Optical properties of LFZ grown β-Ga2O3:Eu3+ fibres

Abstract

Due to their relevance for electronic and optoelectronic applications, transparent conductive oxides (TCO) have been extensively studied in the last decades. Among them, monoclinic β-Ga2O3 is well known by its large direct bandgap of ∼4.9eV being considered a deep UV TCO suitable for operation in short wavelength optoelectronic devices. The wide bandgap of β-Ga2O3 is also appropriate for the incorporation of several electronic energy levels such as those associated with the intra-4fn configuration of rare earth ions. Among these, Eu3+ ions (4f6) are widely used as a red emitting probes both in organic and inorganic compounds. In this work, undoped and Eu2O3 doped (0.1 and 3.0mol%) Ga2O3 crystalline fibres were grown by the laser floating zone approach.
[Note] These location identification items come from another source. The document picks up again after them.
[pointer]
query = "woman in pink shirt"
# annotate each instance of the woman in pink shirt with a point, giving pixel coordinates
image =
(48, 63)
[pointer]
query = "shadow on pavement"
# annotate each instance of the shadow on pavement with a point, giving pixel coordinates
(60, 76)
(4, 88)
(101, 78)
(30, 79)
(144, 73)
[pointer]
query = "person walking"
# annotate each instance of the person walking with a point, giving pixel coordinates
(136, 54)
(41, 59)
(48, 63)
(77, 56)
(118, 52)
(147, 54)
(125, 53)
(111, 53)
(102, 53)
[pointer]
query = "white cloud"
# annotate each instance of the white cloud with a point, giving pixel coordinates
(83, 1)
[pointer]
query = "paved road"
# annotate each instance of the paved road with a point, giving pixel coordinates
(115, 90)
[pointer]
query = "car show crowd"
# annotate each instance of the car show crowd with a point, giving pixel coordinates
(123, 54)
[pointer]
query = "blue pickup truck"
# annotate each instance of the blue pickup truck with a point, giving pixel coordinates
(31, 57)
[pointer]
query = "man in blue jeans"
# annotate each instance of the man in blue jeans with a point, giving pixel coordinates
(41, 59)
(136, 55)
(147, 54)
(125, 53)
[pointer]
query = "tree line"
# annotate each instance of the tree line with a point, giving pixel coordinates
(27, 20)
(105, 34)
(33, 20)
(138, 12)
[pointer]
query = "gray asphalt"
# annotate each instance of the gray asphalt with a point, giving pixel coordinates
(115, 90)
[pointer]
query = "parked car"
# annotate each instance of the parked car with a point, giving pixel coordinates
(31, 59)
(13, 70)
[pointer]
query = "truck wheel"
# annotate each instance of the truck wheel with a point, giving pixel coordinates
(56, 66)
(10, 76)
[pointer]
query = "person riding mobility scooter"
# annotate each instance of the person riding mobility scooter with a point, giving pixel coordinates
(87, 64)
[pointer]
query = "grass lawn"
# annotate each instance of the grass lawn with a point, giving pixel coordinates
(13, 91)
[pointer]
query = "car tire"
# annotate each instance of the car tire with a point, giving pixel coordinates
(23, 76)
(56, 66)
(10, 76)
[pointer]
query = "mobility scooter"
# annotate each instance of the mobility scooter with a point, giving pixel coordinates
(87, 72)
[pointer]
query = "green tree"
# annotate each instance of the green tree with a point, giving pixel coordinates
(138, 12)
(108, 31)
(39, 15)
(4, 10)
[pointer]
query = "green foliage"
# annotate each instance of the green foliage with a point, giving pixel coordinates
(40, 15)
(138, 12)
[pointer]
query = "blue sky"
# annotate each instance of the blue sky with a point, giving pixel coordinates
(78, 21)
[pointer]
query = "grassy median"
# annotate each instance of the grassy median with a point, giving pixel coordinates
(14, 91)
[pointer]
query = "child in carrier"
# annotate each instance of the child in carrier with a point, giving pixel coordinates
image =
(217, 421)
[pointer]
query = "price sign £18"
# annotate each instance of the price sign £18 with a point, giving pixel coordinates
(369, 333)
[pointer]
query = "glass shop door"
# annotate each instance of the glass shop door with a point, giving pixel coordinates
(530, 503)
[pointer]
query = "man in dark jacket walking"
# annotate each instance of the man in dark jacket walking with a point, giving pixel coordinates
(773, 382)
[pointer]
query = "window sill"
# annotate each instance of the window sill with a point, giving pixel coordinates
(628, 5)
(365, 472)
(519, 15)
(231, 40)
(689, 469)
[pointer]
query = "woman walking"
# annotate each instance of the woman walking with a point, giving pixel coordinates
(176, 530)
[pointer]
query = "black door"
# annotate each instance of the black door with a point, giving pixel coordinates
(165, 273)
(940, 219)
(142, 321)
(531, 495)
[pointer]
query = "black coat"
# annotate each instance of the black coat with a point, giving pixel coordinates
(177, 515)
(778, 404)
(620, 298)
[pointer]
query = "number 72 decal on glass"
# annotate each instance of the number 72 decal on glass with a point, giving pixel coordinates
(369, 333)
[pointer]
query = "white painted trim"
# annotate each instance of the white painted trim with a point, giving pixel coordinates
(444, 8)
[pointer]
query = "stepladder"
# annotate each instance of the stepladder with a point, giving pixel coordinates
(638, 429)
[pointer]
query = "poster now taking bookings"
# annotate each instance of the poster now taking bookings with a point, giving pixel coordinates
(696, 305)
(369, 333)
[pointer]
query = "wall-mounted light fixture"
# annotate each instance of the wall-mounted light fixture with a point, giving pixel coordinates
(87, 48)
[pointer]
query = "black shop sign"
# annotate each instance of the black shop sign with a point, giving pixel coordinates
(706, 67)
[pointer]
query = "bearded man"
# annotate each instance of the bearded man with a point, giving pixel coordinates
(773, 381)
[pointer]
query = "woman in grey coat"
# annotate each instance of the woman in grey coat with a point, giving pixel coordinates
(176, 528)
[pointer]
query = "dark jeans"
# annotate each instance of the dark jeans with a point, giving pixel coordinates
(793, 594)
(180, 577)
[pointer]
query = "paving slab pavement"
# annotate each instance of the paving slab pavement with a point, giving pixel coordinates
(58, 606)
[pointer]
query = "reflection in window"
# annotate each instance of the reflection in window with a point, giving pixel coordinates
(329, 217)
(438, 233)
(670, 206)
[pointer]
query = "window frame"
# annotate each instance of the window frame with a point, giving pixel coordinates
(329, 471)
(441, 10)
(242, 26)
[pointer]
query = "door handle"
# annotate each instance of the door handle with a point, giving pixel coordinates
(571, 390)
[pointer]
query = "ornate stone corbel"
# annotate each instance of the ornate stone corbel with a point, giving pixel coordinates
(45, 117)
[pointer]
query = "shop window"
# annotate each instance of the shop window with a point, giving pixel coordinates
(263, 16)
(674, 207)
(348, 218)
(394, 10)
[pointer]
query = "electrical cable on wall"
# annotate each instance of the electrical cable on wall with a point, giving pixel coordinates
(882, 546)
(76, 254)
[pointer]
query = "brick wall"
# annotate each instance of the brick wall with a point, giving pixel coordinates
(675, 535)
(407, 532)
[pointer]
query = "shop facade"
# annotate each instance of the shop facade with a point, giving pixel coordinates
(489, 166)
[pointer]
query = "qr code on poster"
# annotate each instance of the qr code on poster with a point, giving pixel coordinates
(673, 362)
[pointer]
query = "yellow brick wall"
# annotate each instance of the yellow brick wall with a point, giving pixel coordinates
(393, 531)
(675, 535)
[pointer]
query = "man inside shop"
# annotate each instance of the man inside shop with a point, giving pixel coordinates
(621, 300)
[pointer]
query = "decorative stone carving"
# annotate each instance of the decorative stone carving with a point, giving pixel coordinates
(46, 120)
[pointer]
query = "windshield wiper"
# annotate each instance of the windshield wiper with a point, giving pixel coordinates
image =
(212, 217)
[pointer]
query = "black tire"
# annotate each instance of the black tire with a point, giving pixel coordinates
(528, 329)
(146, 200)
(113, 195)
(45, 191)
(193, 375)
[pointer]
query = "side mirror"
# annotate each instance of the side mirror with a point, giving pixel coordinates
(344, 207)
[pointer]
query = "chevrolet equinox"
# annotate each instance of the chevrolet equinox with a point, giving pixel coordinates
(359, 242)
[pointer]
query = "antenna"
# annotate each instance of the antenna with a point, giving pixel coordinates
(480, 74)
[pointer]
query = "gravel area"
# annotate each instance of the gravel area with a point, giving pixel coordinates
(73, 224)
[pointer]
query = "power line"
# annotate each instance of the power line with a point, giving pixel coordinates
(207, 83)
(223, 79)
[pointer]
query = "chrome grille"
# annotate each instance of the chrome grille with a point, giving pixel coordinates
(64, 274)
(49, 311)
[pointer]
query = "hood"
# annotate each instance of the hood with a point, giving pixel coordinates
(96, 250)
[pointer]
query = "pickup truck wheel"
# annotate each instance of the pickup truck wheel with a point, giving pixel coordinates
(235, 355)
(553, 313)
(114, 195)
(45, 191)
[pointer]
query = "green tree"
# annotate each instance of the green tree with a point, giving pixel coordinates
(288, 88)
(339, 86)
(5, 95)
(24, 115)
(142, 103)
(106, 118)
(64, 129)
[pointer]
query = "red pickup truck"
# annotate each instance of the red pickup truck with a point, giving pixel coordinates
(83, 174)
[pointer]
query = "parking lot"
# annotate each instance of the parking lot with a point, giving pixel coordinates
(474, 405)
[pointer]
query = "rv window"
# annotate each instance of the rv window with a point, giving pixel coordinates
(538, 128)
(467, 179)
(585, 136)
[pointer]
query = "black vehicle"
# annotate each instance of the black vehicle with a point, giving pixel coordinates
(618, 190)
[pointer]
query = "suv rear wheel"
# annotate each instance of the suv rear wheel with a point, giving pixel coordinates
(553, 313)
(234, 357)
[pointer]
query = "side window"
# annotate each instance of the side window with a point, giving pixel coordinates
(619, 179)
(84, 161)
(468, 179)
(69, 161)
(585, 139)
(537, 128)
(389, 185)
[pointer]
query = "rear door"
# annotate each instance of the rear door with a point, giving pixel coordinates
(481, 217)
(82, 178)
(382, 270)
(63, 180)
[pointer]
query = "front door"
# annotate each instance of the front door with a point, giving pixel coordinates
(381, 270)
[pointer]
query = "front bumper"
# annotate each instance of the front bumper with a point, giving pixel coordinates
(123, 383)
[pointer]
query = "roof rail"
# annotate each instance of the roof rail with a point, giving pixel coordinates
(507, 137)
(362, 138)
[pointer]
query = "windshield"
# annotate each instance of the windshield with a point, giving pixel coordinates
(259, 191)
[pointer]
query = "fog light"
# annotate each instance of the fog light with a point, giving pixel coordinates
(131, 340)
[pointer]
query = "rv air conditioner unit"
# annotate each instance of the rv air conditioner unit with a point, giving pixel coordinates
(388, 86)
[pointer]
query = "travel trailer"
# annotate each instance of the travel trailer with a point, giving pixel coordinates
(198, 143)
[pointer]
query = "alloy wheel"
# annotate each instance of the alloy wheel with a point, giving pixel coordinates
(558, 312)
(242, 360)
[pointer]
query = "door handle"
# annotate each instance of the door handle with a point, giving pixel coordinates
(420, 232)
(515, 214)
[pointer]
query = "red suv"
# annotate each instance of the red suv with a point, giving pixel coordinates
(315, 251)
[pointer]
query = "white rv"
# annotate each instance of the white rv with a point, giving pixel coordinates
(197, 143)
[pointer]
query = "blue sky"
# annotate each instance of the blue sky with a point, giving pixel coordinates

All fibres were found to stabilize in the monoclinic β-Ga2O3 structure while for the heavily doped fibres the X-ray diffraction patterns show, in addition a cubic europium gallium garnet phase, Eu3Ga5O12. The spectroscopic properties of the undoped and Eu doped fibres were analysed by Raman spectroscopy, low temperature photoluminescence (PL) and photoluminescence excitation (PLE). The Eu3+ luminescence is mainly originated in the garnet, from where different europium site locations can be inferred. The spectral analysis indicates that at least one of the centres corresponds to Eu3+ ions in dodecahedral site symmetry. For the lightly doped samples, the spectral shape and intensity ratio of the 5D0→7FJ transitions is totally different from those on Eu3Ga5O12, suggesting that the emitting ions are placed in low symmetry sites in the β-Ga2O3 host.